Est-ce que vous pouvez nous parler de votre parcours ?
C’est l’histoire d’une double enfance. J’ai vécu à Londres jusqu’à l’âge de 9 ans. Puis, je suis parti sur l’île de Saint-Vincent. C’est là dans les Caraïbes que j’ai découvert la musique et que j’en suis tombé amoureux: le rythme, les mélodies, le côté détendu du style de vie… Mais j’ai été aussi sensibilisé aux questions sociales qui se posent dans un pays en développement économique. Je suis revenu à Londres, quand j’avais 17 ans. Ma vie s’est ensuite résumée aux studios d’enregistrement, à la vie nocturne, à l’énergie créatrice de Londres, à son fonctionnement permanent, si l’on peut dire. J’ai alors réalisé que j’étais peut-être fait pour composer des chansons. C’est une chose qui s’est imposée d’elle-même. Je suis issu d’une famille très créative musicalement. Petit à petit, je me suis aperçu que je ne pouvais pas travailler dans un autre domaine que la musique.

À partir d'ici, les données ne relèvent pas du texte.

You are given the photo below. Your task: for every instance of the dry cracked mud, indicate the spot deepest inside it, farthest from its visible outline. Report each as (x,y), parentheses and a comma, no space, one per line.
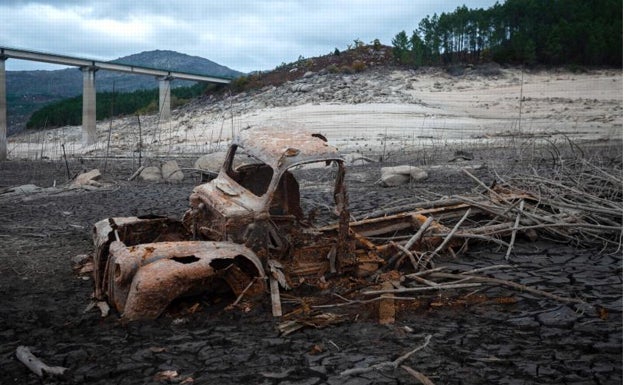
(530,341)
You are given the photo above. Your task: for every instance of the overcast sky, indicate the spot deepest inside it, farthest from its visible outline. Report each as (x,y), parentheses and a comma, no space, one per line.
(243,35)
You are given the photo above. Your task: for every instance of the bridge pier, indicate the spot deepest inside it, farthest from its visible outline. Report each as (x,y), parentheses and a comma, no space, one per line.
(89,133)
(164,98)
(3,120)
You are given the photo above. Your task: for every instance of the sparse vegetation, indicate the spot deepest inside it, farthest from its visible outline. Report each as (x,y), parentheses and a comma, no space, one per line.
(550,32)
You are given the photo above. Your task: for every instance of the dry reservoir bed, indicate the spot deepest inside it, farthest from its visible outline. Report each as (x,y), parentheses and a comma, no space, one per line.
(509,337)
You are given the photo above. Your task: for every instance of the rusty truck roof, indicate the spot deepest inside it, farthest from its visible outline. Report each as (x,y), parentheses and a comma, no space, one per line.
(285,147)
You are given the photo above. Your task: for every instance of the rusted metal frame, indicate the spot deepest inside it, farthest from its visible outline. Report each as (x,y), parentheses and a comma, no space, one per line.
(285,147)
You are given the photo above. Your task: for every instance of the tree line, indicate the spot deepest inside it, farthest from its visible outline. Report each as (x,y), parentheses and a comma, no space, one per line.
(549,32)
(68,112)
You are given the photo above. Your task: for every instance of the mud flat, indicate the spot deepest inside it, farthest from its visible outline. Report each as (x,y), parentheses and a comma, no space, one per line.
(527,340)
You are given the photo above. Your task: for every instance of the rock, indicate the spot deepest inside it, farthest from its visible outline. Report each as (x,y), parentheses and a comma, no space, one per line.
(171,172)
(87,178)
(151,174)
(395,176)
(210,162)
(23,189)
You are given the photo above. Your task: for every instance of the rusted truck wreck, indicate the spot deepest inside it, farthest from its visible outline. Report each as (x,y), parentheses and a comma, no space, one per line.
(245,231)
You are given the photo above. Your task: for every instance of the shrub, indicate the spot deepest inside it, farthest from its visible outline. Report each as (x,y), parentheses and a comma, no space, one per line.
(346,70)
(333,69)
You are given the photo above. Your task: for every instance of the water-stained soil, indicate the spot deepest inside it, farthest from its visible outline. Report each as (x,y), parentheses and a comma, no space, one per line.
(530,340)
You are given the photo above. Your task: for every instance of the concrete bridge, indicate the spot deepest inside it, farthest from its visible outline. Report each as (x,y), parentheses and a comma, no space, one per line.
(88,68)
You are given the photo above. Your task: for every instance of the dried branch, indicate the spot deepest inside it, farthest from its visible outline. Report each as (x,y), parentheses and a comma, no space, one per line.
(387,364)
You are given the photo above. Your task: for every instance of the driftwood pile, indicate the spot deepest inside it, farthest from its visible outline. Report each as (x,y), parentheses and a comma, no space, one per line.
(580,205)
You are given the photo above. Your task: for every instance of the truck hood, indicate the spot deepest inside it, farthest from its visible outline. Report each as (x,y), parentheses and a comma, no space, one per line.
(228,198)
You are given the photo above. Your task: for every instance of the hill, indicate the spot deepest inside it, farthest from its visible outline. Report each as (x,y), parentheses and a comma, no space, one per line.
(28,91)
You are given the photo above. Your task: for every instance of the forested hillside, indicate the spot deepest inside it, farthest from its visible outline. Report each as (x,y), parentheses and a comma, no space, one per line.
(549,32)
(69,111)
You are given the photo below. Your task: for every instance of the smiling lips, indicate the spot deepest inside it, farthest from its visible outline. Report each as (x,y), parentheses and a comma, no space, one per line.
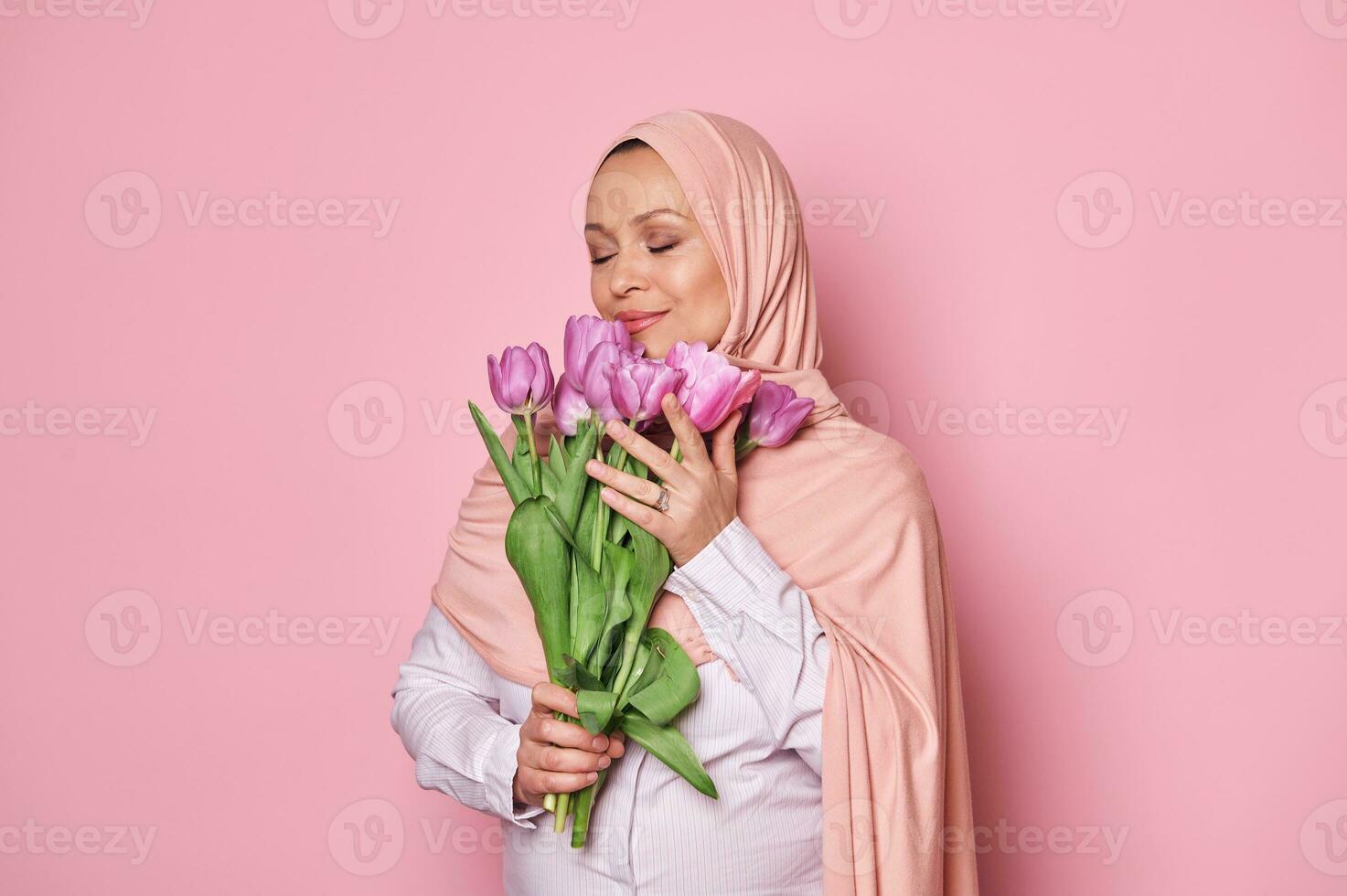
(637,321)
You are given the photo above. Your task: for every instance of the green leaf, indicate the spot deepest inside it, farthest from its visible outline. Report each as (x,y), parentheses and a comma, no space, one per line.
(572,494)
(617,573)
(557,457)
(595,709)
(515,484)
(541,560)
(551,485)
(590,603)
(644,668)
(580,676)
(674,683)
(586,522)
(666,744)
(652,571)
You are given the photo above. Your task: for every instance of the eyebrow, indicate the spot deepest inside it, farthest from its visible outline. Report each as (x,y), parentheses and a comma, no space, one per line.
(637,219)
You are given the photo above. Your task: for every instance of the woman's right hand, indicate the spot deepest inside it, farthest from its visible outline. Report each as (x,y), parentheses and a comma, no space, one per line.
(555,756)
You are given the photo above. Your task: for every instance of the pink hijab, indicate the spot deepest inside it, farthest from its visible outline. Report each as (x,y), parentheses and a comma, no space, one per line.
(843,509)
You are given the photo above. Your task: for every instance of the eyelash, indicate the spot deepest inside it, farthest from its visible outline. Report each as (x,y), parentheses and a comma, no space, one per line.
(654,251)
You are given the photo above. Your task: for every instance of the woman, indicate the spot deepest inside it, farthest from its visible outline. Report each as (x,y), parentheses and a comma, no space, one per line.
(808,586)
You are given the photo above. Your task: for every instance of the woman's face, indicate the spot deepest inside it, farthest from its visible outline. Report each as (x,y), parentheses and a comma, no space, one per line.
(652,267)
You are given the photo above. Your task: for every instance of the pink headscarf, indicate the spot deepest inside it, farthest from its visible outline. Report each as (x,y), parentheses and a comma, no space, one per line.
(843,509)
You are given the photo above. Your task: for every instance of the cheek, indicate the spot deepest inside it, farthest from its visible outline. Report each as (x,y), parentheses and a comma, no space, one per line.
(702,301)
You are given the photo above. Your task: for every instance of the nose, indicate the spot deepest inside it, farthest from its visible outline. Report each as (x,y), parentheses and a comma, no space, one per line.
(628,275)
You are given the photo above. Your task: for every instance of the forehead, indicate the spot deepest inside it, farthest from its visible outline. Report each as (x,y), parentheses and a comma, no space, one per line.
(632,184)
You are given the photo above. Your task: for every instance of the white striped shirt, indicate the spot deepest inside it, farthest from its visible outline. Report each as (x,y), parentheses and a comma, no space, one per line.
(649,832)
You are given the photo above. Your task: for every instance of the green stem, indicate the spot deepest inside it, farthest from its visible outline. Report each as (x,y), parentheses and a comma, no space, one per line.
(532,454)
(629,645)
(563,808)
(600,517)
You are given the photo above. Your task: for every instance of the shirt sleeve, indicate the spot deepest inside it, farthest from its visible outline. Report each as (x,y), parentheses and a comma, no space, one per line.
(763,624)
(446,709)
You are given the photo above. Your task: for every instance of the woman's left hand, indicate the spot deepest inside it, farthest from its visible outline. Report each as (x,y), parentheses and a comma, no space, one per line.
(702,491)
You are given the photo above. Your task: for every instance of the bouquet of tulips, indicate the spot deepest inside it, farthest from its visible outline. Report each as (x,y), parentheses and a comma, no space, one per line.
(593,576)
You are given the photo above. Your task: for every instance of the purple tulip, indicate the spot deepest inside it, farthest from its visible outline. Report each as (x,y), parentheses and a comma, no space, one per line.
(521,380)
(711,386)
(640,384)
(583,335)
(598,375)
(776,414)
(570,407)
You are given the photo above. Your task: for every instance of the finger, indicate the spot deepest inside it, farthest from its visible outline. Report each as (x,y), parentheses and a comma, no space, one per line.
(689,437)
(643,491)
(647,452)
(722,446)
(558,759)
(539,782)
(554,731)
(647,517)
(552,699)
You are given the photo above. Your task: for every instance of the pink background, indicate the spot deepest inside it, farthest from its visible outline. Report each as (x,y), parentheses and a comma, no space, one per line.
(979,138)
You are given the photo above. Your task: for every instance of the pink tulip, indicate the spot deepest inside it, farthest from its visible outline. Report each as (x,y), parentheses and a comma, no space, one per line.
(776,414)
(570,407)
(600,375)
(585,333)
(521,380)
(711,386)
(640,384)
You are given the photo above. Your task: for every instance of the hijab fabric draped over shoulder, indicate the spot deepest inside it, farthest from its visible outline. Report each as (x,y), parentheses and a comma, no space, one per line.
(843,509)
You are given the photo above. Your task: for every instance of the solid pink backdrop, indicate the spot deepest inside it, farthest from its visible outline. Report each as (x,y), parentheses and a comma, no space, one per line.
(239,430)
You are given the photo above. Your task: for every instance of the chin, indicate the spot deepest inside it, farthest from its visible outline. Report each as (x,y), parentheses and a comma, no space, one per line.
(655,347)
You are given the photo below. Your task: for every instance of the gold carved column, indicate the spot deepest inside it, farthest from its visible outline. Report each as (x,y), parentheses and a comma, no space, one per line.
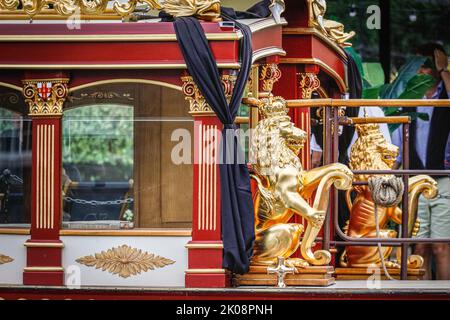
(45,98)
(205,251)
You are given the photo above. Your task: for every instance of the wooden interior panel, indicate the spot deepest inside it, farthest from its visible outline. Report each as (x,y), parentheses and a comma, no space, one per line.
(147,164)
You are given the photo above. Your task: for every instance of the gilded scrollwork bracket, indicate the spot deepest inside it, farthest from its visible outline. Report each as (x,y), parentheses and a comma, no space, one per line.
(45,97)
(270,74)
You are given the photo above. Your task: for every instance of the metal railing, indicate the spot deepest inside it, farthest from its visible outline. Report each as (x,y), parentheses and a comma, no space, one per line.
(331,121)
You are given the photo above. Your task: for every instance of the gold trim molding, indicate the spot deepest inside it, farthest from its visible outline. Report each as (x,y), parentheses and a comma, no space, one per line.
(112,38)
(125,261)
(45,97)
(5,259)
(43,245)
(196,271)
(315,32)
(15,231)
(125,80)
(45,269)
(129,233)
(204,246)
(130,66)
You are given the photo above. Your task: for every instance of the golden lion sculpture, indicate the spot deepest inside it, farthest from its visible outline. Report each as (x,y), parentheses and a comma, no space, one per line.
(284,189)
(371,151)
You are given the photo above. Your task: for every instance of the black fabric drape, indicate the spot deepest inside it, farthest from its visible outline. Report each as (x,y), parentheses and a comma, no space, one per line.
(237,206)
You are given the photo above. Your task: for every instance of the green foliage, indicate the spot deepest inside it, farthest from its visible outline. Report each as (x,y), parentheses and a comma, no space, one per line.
(431,25)
(405,74)
(416,88)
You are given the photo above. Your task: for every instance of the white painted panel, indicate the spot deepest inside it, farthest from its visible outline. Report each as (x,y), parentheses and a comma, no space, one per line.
(12,246)
(172,248)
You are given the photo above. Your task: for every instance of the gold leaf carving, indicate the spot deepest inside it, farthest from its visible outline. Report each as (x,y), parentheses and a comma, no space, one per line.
(125,261)
(5,259)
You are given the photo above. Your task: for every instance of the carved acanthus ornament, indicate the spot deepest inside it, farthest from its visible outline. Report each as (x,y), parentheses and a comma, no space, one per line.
(45,97)
(270,73)
(197,103)
(5,259)
(208,10)
(125,261)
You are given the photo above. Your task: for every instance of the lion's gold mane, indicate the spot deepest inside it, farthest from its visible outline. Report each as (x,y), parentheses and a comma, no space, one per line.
(269,148)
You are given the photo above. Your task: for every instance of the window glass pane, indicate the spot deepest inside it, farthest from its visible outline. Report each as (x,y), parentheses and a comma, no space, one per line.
(97,163)
(119,170)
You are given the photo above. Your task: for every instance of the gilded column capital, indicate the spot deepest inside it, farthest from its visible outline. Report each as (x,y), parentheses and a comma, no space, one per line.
(270,74)
(197,102)
(45,97)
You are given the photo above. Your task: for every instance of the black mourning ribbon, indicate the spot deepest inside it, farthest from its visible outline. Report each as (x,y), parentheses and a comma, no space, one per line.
(237,216)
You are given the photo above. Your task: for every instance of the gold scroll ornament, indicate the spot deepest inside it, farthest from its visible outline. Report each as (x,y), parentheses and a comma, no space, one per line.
(331,29)
(284,188)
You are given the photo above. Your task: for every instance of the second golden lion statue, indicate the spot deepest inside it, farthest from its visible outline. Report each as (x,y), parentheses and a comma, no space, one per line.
(371,151)
(284,189)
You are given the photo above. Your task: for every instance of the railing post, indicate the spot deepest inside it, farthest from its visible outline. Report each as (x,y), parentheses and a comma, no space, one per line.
(405,208)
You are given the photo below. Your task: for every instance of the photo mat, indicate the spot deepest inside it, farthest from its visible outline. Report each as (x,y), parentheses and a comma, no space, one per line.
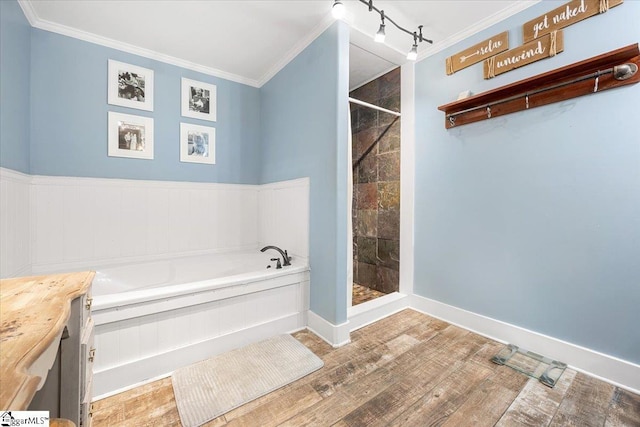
(130,136)
(198,100)
(130,86)
(197,144)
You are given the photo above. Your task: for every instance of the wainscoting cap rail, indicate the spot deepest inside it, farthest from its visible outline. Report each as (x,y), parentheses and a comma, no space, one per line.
(609,70)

Pouvez-vous nous décrire votre style musical ?
Mon style musical est entièrement le produit de mon histoire. Ma vie est un mélange de genres et cela se reflète tout à fait dans ma musique. Le fait que je sois issu d’une famille mixte, avec des parents noirs et des parents blancs, cela a son importance aussi. Le fait que je sois d’origine écossaise et anglaise… Il n’existe pas un seul style musical qui puisse résumer tout ça à la fois.
Votre musique a-t-elle évolué depuis votre départ du groupe Mattafix ?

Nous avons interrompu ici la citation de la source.